Poland’s state-owned gas company signed a 20-year deal to buy liquefied natural gas (LNG) from Qatar, a deal which will send a clear message to Moscow and the rest of Europe that it is not dependent on Russian energy alone.
The deal is landmark for both Poland and Europe due to the inaction of EU states to attain alternative natural gas flows outside of Russia, especially since Russia’s repeated regional shut-offs, including the most recent one over New Year’s due to contract disputes with Ukraine. This year the Nabucco project, a potential pipeline from Turkey (via the Balkans) to Europe made headlines but lacked funding; the only concrete resolutions to come from the European community include green energy projects and increased funding for wind turbines and hydro-electric technology.
Poland’s deal highlights the advantages of LNG technology. LNG gas takes up about 1/6oo the volume of natural gas, making it efficient to transport by ship to circumvent Russian pipeline delivery. Till this point Europe has been adverse to LNG technology due to the massive infrastructure start-up costs and time associated with building LNG terminals (where LNG is stored and regasified) versus the cost benefit of piped Russian gas.
The political significance of the deal, which pigtails our post (“Feeding The Ox 2”) on China’s announced $10 Billion minority stake in Kazakhstan’s state-owned oil company, is immense. Again, Russia stands to lose on the deal, both strategically and competitively. Yet Poland relies on Russia for some two-thirds of its gas (EU average 42%) and the projected deal would only supply the country with one-tenth of its annual consumption, and Poland won’t be buying gas from Qatar until 2014.

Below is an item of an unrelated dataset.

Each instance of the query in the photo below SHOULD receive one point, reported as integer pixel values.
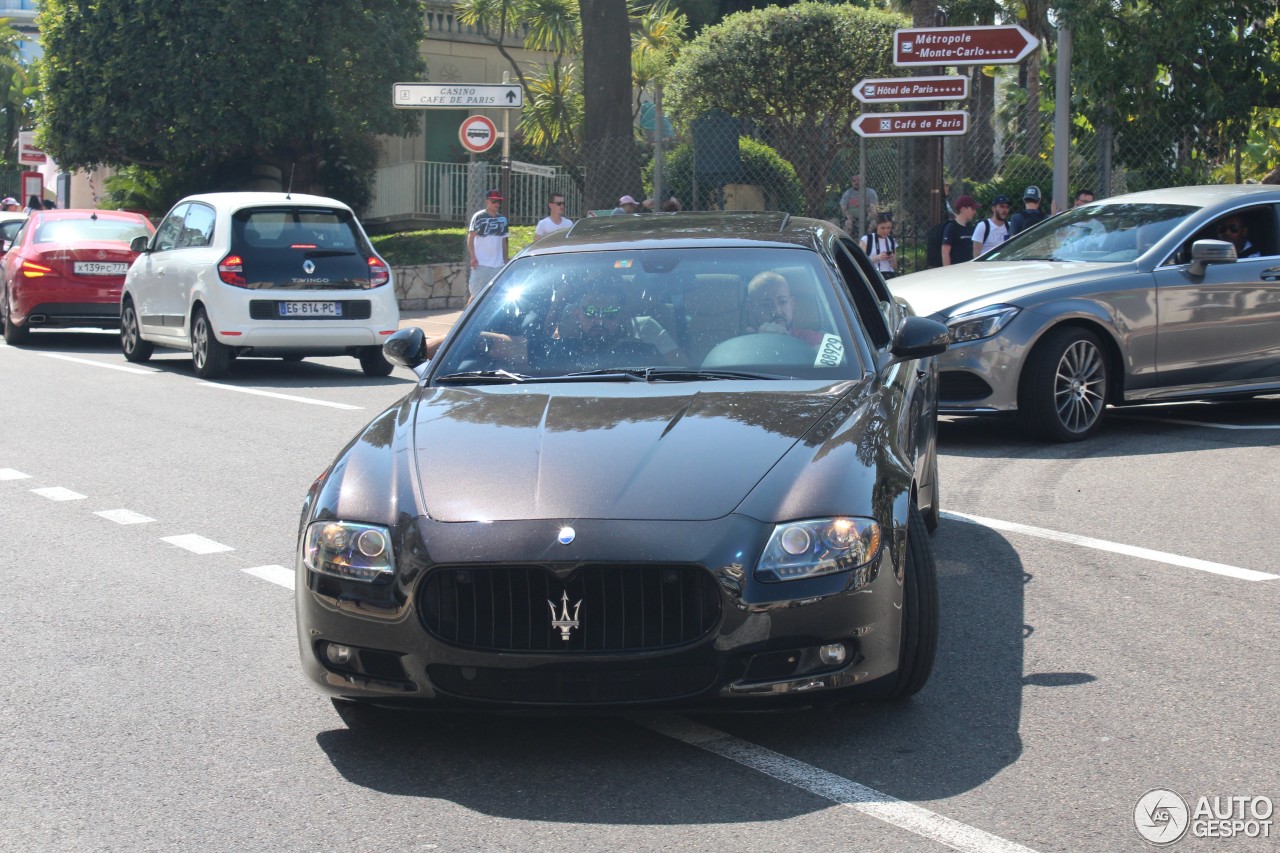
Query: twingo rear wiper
(481, 378)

For Poland, arguable the one Eastern European country to make the largest capitalistic strides while cementing its western (EU) orientation since the Fall of the Berlin Wall, has a long history of antagonism and distrust for Russia—this is nothing new. This Qatari deal, along with Poland’s announcement to build an LNG terminal more than three years ago and pipeline project to Norway, does not mean that Poland is energy independent from Russia. It is however a bold political move, one Putin & Co. will interpret as a slap in the face, and may be the catalyst for European nations to limit their dependence on Russia energy and make alternative gas solutions a reality.